Spyros Potiris began working for CHEPS in the fall of 2012 as part of the first cohort of students in the Healthcare Engineering and Patient Safety (HEPS) Industrial and Operations Engineering (IOE) master’s concentration program. Before coming to CHEPS, Spyros earned a Bachelor’s in Management Science and Technology in his home country of Greece. Inspired by seeing the business his father created, he was interested in learning how to be “more scientific about running a business.” While Spyros’s first degree was in business, he was no stranger to the healthcare industry. His father is a physician and his business focused on helping healthcare facilities around Athens “get up to speed” with EU standards for mental health patients. The business focused on facilitating the creation of smaller, more efficient facilities with more personalized and higher-quality care. Spyros’s involvement in his father’s business while growing up exposed him both to business and to healthcare.

During his undergraduate studies, Spyros learned principles for applying quantitative methods to run businesses in a more efficient manner and at a systemic level, rather than solving individual problems one at a time. He discovered industrial and operations engineering through undergraduate research and decided to pursue an IOE master’s at the U of M after finishing his management degree. The HEPS concentration was new to the IOE program that fall and he loved that he could take coursework and do hands-on work at CHEPS related to healthcare while earning his IOE degree. While at CHEPS, he worked on a project to reduce patient wait times in an outpatient infusion center using stochastic programming and simulation. On this project, Spyros especially enjoyed working with a diverse, multidisciplinary team, with perspectives from engineering and nursing. Spyros said it was also very interesting to learn more about the U.S. healthcare system and compare and contrast it with Greece’s healthcare system.

L to R: Young-Chae Hong, Billy Pozehl, Amy Cohn, and Spyros Potiris at the 2013 INFORMS Annual Conference

After graduating with his IOE HEPS master’s, Spyros went to work for the Dana-Farber Cancer Institute, applying the strategic data analytics skills and operations principles he learned in his undergrad and graduate education. After a few years working on operational challenges at Dana-Faber, he realized that he needed to take a step back and think about what was happening in the healthcare system on a higher level.

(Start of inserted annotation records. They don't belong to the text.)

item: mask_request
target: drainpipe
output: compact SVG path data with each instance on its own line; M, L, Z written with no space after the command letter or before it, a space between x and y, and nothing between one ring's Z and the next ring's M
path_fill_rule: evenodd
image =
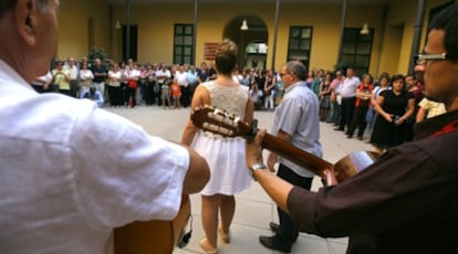
M279 33L279 14L280 14L280 0L277 0L275 4L275 21L273 28L273 43L272 43L272 63L270 68L275 70L275 54L277 54L277 38Z
M196 43L197 43L197 17L199 14L199 0L194 1L194 31L192 31L192 55L194 64L196 65Z
M414 41L412 42L410 61L408 62L407 72L413 72L415 67L415 55L419 51L419 42L421 39L423 23L425 22L425 0L418 0L417 18L415 20Z
M346 6L347 6L347 0L343 0L343 2L342 2L342 20L341 20L341 41L340 41L340 45L339 45L337 64L341 63L343 34L345 32Z
M131 0L126 0L126 64L128 59L131 59Z

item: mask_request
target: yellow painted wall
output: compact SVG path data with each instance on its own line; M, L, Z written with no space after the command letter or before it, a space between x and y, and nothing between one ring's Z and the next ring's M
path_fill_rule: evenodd
M108 6L93 0L62 0L59 13L58 59L87 55L90 45L90 18L93 19L93 43L110 51Z
M429 8L447 0L427 1L425 31ZM348 4L346 28L362 28L364 22L374 29L369 72L406 73L416 19L416 0L393 1L383 23L384 7L378 4ZM138 24L138 62L171 63L174 24L194 23L194 3L189 4L133 4L132 23ZM196 64L204 60L204 43L220 42L225 28L236 18L256 15L268 28L267 67L272 65L275 4L219 4L201 3L198 12ZM277 41L275 70L287 61L290 25L313 27L311 68L334 70L341 36L341 4L281 4ZM108 56L121 61L122 31L114 29L115 20L126 23L124 4L110 7L105 0L63 0L60 14L58 57L73 55L81 59L90 49L87 22L94 20L93 42L106 49ZM425 33L423 34L423 42ZM250 34L250 33L248 33ZM248 36L247 40L250 40ZM360 74L361 75L361 74Z

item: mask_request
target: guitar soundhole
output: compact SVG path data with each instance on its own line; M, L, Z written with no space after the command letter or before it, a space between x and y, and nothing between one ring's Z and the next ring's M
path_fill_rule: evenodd
M222 135L222 136L232 136L233 135L232 130L227 129L222 126L217 126L217 125L212 125L212 124L209 124L209 123L204 123L202 124L202 129L208 130L210 133L219 134L219 135Z

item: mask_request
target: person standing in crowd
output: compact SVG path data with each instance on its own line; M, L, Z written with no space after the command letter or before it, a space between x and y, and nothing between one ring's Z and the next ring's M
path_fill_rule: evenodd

He felt that the best way to do this was to gain more experience in public health, and therefore Spyros decided to pursue a Master’s in Public Health at Harvard. He focused specifically on healthcare management, diving into strategy and decision making for healthcare systems. It’s important for health systems to be able to position themselves in markets, deal with regulations, and decide what services to offer in order to best serve patients. These are some of the systems-level decisions that Spyros learned more about in his MPH program, which he felt provided him with a good foundational understanding of how healthcare systems work and how to manage them. Today, Spyros continues to work at the Dana-Faber institute, now as a Program Manager. He utilizes what he’s learned in all of his different experiences (in business, in engineering at CHEPS, and in his MPH program) to be a “data driven leader in healthcare” who can identify and understand what challenges exist in a healthcare organization and apply the technical tools to tackle these challenges.